健やかさ

健やかに生きるということは例えば、きちんと睡眠を取り、ちゃんとした食事をして、適度に身体を動かし、知恵を求めて、なるべく簡素で清潔にして、欲を薄くして過ごすことだと思う。

人間には自分というものがあって、これがいろいろなものを動かしていく一方で、邪魔をする。本当はぼんやりと、木偶の坊のように生きるのが良いのかもしれないと思うけれど、自分というものが邪魔をする。安心というのは自他不二であったり、無縁であったり、つまり、一切すべてを等しく、斉しく観るというところから現れるのだと思うけれど、偏りがあって、不安があるから人間だという気もする。

 

大切なことは、自分の健やかさがどういうものかを深めていくことだと思う。他者の健やかさを損なわない方が調和的だと直感的には感じるが、攻撃的な人も全体の調和の中で存在している。今があるということは、世界は不調和も調和として許容しているということだと思う。

普通の人は、静かな場所で座禅を組んで悟ることはできないと思う。

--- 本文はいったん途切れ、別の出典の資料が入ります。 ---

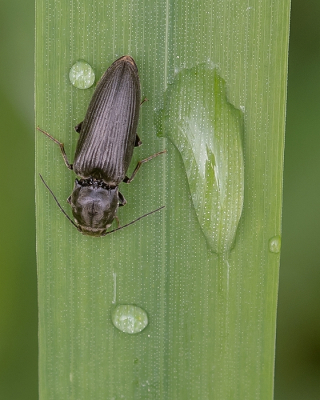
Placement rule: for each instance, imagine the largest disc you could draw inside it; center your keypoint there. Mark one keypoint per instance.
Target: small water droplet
(129, 319)
(81, 75)
(275, 244)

それは、健やかさを知るためのきっかけにはなるかもしれないけれど、調和は混沌の中にあって、不調和や無秩序を満身で感じることで垣間見えてくるという類のものだと思う。

 

人間というのは不安だからだろう、喧嘩ばかりしている。ただ、外から見るとそう見えるだけで、どちらかと言うと、不安だから寄り添っていて、寄り添うためには喧嘩をしないといけないのだろう。「仲間」みたいなものが好きな人の方が、喧嘩をしているように感じる。

あまり複雑に考えずに、他者も自分も、なるべく疑うことも信じることもしないというのが、僕にとっての健やかさかなと思う。